All of these would be present in 5th century BC Persia for a young Jewish woman turned queen whose name was Esther. Forgetting who she was would be easy because she had concealed the fact that she was Jewish from everyone (2:10). It would be easy because as the wife of Xerxes, we watch as Esther grows in her influence and power. In fact, she’s queen for seven years before Mordecai asks her to go before the king and intervene on behalf of her people (compare 2:13 with 3:7). Her response in 4:11 makes it clear that she had become enculturated to the Persian way of doing things.
Has she forgotten who she is?
Though it takes a bit of prompting from Mordecai, she has not. Risking her life, she initially goes before Xerxes in 5:1ff and again in 8:3ff. She pleads for the king to do something to reverse Haman’s edict that will put to death all the Jewish people in Persia. In v. 6 she says:
For how can I bear to see disaster fall on my people? How can I bear to see the destruction of my family?

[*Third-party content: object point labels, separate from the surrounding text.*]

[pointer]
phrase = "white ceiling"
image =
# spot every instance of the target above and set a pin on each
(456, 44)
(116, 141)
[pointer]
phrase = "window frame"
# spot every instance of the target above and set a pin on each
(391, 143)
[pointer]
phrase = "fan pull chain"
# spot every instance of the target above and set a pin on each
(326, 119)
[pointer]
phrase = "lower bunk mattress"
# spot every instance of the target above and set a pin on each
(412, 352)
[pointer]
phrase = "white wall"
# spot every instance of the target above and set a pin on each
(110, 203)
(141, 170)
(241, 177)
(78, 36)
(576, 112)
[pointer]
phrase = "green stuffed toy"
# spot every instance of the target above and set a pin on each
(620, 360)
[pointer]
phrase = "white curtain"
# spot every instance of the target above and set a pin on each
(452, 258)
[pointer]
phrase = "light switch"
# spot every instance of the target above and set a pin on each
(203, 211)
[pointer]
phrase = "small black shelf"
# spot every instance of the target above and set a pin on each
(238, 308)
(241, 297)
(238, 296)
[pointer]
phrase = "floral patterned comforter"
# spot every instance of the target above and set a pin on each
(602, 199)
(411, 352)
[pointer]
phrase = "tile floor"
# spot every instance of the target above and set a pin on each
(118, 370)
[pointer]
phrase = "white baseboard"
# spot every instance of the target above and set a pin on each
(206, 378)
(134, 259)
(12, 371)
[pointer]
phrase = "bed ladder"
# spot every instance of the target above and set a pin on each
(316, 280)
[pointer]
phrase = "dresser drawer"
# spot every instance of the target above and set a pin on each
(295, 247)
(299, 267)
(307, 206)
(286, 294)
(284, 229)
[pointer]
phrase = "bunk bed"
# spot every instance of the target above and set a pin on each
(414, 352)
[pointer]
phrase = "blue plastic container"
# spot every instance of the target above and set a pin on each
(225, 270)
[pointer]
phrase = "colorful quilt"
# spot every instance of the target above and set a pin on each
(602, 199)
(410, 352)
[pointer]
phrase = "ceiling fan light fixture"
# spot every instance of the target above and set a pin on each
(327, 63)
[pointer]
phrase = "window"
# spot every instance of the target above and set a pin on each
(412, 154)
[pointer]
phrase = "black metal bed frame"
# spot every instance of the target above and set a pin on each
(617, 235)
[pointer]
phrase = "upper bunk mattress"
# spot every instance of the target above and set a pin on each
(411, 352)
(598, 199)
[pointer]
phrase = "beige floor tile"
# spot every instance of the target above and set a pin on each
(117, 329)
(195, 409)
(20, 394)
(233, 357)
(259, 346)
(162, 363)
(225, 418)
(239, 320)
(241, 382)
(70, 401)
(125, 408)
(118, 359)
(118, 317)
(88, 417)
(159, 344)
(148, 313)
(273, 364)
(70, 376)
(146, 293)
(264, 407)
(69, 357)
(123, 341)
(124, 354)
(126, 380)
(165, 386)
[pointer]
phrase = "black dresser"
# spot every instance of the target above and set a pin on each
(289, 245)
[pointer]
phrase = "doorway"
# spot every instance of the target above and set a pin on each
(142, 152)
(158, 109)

There’s something profoundly joyful in this—even though at this point we don’t know how everything else will work out, we know they have at least worked out for Esther. She has not forgotten who she is. She has not forgotten where she came from. She has not forgotten her people and is willing to put her life on the line for them. Seven years of pampered, palatial living have not overwritten her identity or diminished her devotion. Even as the world was telling her who she should be, she was remembering who she really was. In a world full of chameleons, Esther’s colors remained constant.
I like to think that God looked down on all this and said to one of the archangels, “The world needs to hear this story!”